O impacto não se limita, contudo, à agricultura. A análise mostra que diversos setores industriais e de serviços dependem fortemente de água em quantidade e qualidade suficientes. Entre os mais vulneráveis encontram-se a indústria transformadora, o comércio, a construção ou o setor imobiliário, que podem enfrentar perturbações significativas em cenários de stress ambiental prolongado.

Este tipo de choque, explicam os investigadores, tende a propagar-se ao longo das cadeias de abastecimento e a gerar efeitos indiretos que podem amplificar o impacto inicial. Uma quebra na produção agrícola, por exemplo, pode provocar aumentos nos preços alimentares; uma redução da disponibilidade de água pode afetar processos industriais; e níveis mais baixos nos rios podem perturbar o transporte fluvial ou a produção hidroelétrica.

Um risco também para os bancos

O estudo introduz também um ângulo particularmente relevante para os bancos centrais: o impacto potencial na estabilidade financeira.

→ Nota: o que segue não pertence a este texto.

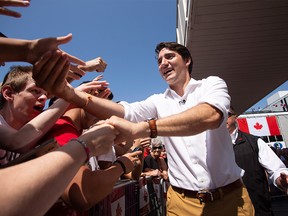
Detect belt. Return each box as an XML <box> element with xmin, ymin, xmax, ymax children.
<box><xmin>172</xmin><ymin>179</ymin><xmax>243</xmax><ymax>204</ymax></box>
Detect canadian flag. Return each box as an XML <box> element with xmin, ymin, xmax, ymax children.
<box><xmin>237</xmin><ymin>116</ymin><xmax>280</xmax><ymax>136</ymax></box>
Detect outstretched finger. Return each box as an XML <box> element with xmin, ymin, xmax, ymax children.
<box><xmin>32</xmin><ymin>52</ymin><xmax>52</xmax><ymax>86</ymax></box>
<box><xmin>0</xmin><ymin>0</ymin><xmax>30</xmax><ymax>7</ymax></box>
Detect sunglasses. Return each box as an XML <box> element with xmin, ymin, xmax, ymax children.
<box><xmin>152</xmin><ymin>146</ymin><xmax>163</xmax><ymax>150</ymax></box>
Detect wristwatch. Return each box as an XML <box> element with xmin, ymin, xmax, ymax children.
<box><xmin>146</xmin><ymin>118</ymin><xmax>158</xmax><ymax>138</ymax></box>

Ao cruzar dados económicos com a base de dados AnaCredit, que reúne informação detalhada sobre empréstimos bancários na zona euro, os investigadores estimaram que uma parte significativa do crédito concedido pelos bancos está exposta a riscos ambientais relacionados com a água.

De acordo com a análise, cerca de 19% dos empréstimos bancários estão expostos à escassez de água superficial, proporção que pode subir para 22% quando se inclui também a escassez de águas subterrâneas.

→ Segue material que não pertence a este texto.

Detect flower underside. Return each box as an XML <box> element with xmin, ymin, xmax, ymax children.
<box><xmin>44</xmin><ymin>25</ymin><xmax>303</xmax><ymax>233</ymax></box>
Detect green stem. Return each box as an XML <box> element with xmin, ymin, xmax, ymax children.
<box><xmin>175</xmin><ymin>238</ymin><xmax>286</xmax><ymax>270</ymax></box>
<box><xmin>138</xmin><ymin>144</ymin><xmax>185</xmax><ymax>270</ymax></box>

Este tipo de exposição significa que choques ambientais podem transformar-se rapidamente em risco de crédito, caso empresas afetadas por fenómenos como secas, degradação de solos ou poluição da água vejam a sua capacidade produtiva reduzida e enfrentem dificuldades em cumprir as suas obrigações financeiras.

Para o BCE, esta ligação entre natureza e sistema financeiro torna claro que a degradação ambiental é, cada vez mais, um tema indissociável de política económica e financeira.

 

O papel crescente da natureza na política económica

Nos últimos anos, os bancos centrais têm vindo a integrar cada vez mais os riscos climáticos e ambientais nos seus modelos de análise macroeconómica. A perda de biodiversidade, a degradação de solos, as alterações no regime das chuvas ou o aumento da frequência de fenómenos extremos podem afetar variáveis tão centrais como o crescimento económico, a inflação ou a estabilidade do sistema financeiro.

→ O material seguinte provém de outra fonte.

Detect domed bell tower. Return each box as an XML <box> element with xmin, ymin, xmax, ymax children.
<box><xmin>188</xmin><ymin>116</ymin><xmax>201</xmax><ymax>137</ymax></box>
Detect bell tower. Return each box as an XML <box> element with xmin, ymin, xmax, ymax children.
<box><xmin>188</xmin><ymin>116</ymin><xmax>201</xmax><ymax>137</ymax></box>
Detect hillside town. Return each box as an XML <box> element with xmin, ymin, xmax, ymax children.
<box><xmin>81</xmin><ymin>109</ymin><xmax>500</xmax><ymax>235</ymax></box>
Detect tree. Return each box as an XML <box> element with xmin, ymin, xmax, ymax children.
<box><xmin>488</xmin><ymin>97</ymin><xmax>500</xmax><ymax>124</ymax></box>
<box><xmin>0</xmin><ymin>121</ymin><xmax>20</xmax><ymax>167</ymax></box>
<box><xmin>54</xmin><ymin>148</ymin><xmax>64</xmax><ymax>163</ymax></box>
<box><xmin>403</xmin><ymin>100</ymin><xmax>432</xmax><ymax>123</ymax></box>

Segundo o BCE, a relação entre ecossistemas e economia é particularmente relevante na Europa, onde uma parte significativa da produção depende de cadeias de abastecimento internacionais e de recursos naturais distribuídos globalmente. De facto, cerca de metade do risco económico associado à degradação ambiental pode ter origem fora da própria zona euro, através de perturbações em fornecedores ou parceiros comerciais.

Este efeito de interdependência reforça a ideia de que os riscos ambientais têm um carácter sistémico e podem materializar-se de forma inesperada, através de canais comerciais, financeiros ou produtivos.

A investigação sublinha ainda que choques ambientais podem ter consequências diretas sobre os preços. Estudos recentes citados pelo BCE mostram que a degradação de ecossistemas ou fenómenos extremos podem provocar aumentos nos preços alimentares e pressões inflacionistas adicionais, um tema particularmente sensível para bancos centrais cuja principal missão continua a ser a estabilidade de preços.

 

A economia e a natureza cada vez mais interligadas

Para os autores, a economia europeia está mais dependente dos ecossistemas do que muitas análises tradicionais sugerem, e essa dependência representa uma vulnerabilidade crescente à medida que os sistemas naturais se degradam.

O desafio passa agora por desenvolver instrumentos mais sofisticados para medir estes riscos — incluindo modelos capazes de avaliar o impacto de choques ambientais nas empresas, nos bancos e na economia no seu conjunto.

À medida que os fenómenos climáticos extremos deixam de ser exceção e passam a integrar a nova normalidade, a fronteira entre política ambiental e política económica vai-se dissolvendo, revelando uma interdependência cada vez mais evidente entre o equilíbrio dos ecossistemas e a estabilidade das economias.